Vyszo se volvió hacia él con un gesto irónico.

—Yo también lo creo. Por eso, tú y Ludvik llevaréis a las mujeres con el ejército —dijo, dirigiendo la mirada hacia un muchacho muy joven que estaba por debajo de él en el rango—. Los demás seguiremos tras las huellas de esos perros alemanes.

A pesar de que el tono no podría haber sido más ofensivo, Sokolny asintió, satisfecho.

—Yo también prefiero escoltarlas yo mismo antes de que envíes a dos de tus degolladores.

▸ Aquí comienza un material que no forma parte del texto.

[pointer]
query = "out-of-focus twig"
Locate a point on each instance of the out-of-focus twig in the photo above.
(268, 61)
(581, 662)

Vyszo respondió con un gruñido a ese comentario, y le hizo señas al resto de los guerreros para que lo siguieran. Echaron a Marie del pescante, cogieron todas las provisiones que aún quedaban en la carreta y que podían llevar cargando en la espalda y las guardaron en unos pañuelos. Luego ataron los pañuelos formando un hatillo que hacía las veces de mochila, todo a una velocidad que parecía indicar que se trataba de un procedimiento que practicaban muy a menudo. Marie abrazó a la temblorosa Anni con notable serenidad. Al parecer, por el momento las dejarían con vida, y eso era bastante más de lo que habría podido esperar de su propia gente tras la muerte de Losen.

—Todo saldrá bien, pequeña —le dijo a Anni—. Estos hombres no nos harán daño. Sólo tenemos que asegurarnos de no retrasarlos. Yo te serviré de apoyo y te ayudaré en todo lo que pueda.